Topic > Blurred Borders in Trifles by Susan Glaspell - 491

Blurred Borders in Trifles In her landmark feminist work, "Trifles," Susan Glaspell offers a glimpse into the complicated political and social systems that have silenced and divided women during the their fight for equality with men. In this simple but highly symbolic tale, a farmer's wife, Minnie Wright, is accused of strangling her husband to death. The county attorney, the sheriff, a local farmer, the sheriff's wife, and the farmer's wife visit Minnie's farm. While the men "look for clues," the women examine Minnie's home environment. While the men scoff at the women's interest in what they call "nonsense," the women discover Minnie's strangled cock to realize that Minnie's husband had killed the cock and Minnie, in turn, had killed. They bond in recognizing that women “go through all the same things: it's just a different kind of the same thing” (1076). As their horror grows and the women reveal the murder, they agree to cooperate with each other, conspiring to protect Minnie from the men by hiding the incriminating "evidence". Women's slow reluctance to cooperate within the class even in the face of male oppression, as depicted in Glaspell's work, symbolizes the difficulty women had in creating a united "interclass sisterhood" when fighting for suffrage during the Golden Age.
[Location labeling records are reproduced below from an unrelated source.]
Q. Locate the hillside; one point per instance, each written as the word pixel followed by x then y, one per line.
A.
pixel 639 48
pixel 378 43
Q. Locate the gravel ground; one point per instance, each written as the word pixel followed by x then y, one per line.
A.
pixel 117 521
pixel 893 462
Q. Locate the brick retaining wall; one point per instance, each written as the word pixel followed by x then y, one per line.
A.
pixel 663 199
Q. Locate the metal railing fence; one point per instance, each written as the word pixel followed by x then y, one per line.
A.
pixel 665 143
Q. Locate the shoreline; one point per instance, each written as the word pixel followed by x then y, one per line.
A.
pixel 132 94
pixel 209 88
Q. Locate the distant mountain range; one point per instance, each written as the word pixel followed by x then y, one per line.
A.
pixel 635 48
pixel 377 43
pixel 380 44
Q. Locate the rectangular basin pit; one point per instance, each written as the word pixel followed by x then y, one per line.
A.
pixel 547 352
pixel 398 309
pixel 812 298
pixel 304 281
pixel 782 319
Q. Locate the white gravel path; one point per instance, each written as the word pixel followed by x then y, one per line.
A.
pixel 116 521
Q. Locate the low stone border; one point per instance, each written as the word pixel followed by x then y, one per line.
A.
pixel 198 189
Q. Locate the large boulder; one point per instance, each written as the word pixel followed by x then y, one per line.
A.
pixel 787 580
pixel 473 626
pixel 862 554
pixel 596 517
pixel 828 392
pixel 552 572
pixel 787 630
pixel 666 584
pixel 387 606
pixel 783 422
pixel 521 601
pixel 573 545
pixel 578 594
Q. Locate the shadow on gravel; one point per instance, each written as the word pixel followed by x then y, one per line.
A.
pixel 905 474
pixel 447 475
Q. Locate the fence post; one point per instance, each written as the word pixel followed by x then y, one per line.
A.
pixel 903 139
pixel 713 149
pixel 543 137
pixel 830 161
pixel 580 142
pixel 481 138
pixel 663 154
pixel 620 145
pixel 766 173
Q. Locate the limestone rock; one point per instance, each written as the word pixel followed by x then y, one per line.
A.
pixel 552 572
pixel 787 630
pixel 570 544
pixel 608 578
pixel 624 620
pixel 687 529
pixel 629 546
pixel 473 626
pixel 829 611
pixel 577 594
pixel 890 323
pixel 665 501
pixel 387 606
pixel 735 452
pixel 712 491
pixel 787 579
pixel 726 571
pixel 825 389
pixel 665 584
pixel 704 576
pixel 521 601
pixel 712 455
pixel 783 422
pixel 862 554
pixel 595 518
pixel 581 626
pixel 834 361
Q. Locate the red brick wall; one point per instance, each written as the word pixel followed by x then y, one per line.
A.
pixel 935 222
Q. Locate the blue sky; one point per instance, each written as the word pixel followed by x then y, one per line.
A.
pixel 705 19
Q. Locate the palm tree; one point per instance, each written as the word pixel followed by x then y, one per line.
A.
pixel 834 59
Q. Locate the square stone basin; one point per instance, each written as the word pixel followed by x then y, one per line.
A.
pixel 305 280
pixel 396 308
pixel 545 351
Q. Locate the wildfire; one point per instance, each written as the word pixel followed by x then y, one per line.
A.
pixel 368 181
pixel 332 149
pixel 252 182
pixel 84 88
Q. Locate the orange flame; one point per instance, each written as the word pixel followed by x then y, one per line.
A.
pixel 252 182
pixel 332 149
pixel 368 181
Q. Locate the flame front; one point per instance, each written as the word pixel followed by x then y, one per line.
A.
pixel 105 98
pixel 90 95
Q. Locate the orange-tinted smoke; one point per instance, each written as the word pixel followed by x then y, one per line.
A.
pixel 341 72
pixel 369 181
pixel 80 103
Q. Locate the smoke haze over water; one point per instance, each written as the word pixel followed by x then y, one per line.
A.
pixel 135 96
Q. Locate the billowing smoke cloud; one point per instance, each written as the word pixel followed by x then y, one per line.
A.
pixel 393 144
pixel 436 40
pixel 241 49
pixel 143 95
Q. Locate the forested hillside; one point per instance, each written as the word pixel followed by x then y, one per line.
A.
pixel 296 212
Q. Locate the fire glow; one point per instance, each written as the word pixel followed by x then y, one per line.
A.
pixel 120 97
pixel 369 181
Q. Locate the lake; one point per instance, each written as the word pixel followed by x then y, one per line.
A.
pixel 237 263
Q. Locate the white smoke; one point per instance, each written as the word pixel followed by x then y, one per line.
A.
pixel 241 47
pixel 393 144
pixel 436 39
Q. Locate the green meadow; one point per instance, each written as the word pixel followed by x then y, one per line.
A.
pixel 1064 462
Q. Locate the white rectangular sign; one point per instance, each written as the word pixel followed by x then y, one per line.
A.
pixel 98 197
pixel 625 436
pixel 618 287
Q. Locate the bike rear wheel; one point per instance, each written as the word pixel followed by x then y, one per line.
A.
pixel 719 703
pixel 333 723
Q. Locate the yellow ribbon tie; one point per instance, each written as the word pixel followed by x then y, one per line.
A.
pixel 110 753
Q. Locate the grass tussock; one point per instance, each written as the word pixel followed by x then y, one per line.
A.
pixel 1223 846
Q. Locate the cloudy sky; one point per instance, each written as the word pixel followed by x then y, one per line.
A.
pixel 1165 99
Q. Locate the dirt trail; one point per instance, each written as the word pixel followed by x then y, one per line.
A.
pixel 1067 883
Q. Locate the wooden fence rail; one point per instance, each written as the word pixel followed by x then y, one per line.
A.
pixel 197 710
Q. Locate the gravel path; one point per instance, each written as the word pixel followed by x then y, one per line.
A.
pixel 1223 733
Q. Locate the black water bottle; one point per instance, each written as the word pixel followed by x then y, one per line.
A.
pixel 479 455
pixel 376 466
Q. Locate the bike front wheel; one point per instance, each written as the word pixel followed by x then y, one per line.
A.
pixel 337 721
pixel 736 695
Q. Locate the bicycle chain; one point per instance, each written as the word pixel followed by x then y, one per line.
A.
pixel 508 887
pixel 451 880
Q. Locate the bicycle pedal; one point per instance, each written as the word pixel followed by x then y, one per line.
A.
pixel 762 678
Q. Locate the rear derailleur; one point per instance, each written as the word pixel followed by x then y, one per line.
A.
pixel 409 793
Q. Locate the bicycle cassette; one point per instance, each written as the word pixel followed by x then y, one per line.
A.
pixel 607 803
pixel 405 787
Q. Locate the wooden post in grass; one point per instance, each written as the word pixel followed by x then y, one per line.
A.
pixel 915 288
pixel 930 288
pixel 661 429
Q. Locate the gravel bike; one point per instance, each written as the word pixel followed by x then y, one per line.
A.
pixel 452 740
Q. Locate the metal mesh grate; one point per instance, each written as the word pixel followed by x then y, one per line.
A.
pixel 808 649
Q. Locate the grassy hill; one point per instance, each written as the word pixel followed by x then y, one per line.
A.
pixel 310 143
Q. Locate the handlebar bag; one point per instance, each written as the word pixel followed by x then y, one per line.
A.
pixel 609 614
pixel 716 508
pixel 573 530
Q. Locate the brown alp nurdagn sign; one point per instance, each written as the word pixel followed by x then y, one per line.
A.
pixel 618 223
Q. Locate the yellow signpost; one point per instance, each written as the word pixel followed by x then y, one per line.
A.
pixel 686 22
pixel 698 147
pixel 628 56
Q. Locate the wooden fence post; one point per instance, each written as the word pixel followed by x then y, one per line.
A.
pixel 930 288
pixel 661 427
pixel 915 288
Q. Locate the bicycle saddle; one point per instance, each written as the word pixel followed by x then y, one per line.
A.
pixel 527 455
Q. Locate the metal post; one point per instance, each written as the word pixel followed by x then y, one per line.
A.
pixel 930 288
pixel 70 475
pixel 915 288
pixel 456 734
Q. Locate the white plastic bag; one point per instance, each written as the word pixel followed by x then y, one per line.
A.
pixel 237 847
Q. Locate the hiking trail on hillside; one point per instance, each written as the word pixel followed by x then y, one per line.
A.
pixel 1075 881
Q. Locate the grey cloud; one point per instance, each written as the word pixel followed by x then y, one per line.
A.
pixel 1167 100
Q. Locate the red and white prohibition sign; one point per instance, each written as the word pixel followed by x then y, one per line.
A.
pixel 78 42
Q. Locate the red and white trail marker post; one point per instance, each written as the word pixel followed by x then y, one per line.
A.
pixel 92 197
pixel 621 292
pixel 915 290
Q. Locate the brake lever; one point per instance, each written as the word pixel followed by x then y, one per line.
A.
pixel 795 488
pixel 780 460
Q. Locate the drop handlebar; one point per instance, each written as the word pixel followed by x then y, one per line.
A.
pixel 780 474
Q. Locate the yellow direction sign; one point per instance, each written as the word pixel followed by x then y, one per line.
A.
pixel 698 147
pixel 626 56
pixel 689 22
This class conflict was exacerbated by the socioeconomic dynamics of the time. Middle-class women often employed working-class women in their homes as servants. Employing women at supposedly oppressive wages in their “private lives,” while at the same time fighting for the economic freedom of all women in their “public lives,” has placed middle-class women in a hypocritical bind. As historian Lois Banner reports, "In the 1900s and 1910s there was a wave of writing on the so-called problem of servants – the shortage of women willing to work as cooks and maids... It wasn't simply that they [servants] they had to be paid for long hours and were not well paid; The control that middle-class women gave to their domestic workers extended to a broader picture; much of the work of middle-class clubs focused on "reforming" working-class women. The imposition of middle-class values ​​on the lives of working-class and black women has alienated these women, making the feeling of sisterhood necessary for solidarity nearly impossible. As historian Nancy Hewitt explains, "When 'real women' [i.